PCA-based approach for subtracting thermal background emission in high-contrast imaging data

¹ ETH Zurich, Institute for Astronomy, Wolfgang-Pauli-Strasse 27, 8093 Zurich, Switzerland
e-mail: silvan.hunziker@phys.ethz.ch
² Department of Astronomy, University of Michigan, 1085 S. University, Ann Arbor, MI 48109, USA

Received: 23 June 2017
Accepted: 27 November 2017

Abstract

Aims.Ground-based observations at thermal infrared wavelengths suffer from large background radiation due to the sky, telescope and warm surfaces in the instrument. This significantly limits the sensitivity of ground-based observations at wavelengths longer than ~3 μm. The main purpose of this work is to analyse this background emission in infrared high-contrast imaging data as illustrative of the problem, show how it can be modelled and subtracted and demonstrate that it can improve the detection of faint sources, such as exoplanets.

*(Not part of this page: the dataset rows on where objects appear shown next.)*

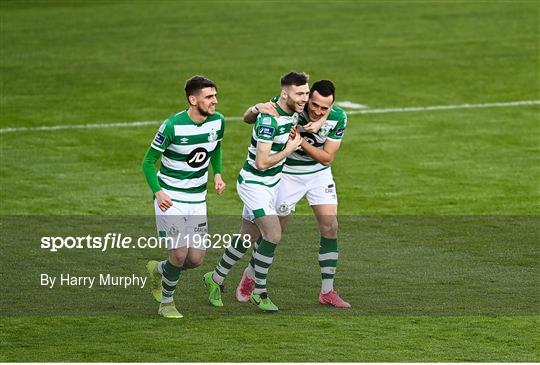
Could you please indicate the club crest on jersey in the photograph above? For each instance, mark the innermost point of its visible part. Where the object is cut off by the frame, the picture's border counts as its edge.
(266, 131)
(173, 231)
(284, 209)
(197, 157)
(310, 138)
(325, 129)
(212, 136)
(266, 121)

Methods. We used principal component analysis (PCA) to model and subtract the thermal background emission in three archival high-contrast angular differential imaging datasets in the M^′ and L^′ filter. We used an M^′ dataset of β Pic to describe in detail how the algorithm works and explain how it can be applied. The results of the background subtraction are compared to the results from a conventional mean background subtraction scheme applied to the same dataset. Finally, both methods for background subtraction are compared by performing complete data reductions. We analysed the results from the M^′ dataset of HD 100546 only qualitatively. For the M^′ band dataset of β Pic and the L^′ band dataset of HD 169142, which was obtained with an angular groove phase mask vortex vector coronagraph, we also calculated and analysed the achieved signal-to-noise ratio (S/N).

Results. We show that applying PCA is an effective way to remove spatially and temporarily varying thermal background emission down to close to the background limit. The procedure also proves to be very successful at reconstructing the background that is hidden behind the point spread function. In the complete data reductions, we find at least qualitative improvements for HD 100546 and HD 169142, however, we fail to find a significant increase in S/N of β Pic b. We discuss these findings and argue that in particular datasets with strongly varying observing conditions or infrequently sampled sky background will benefit from the new approach.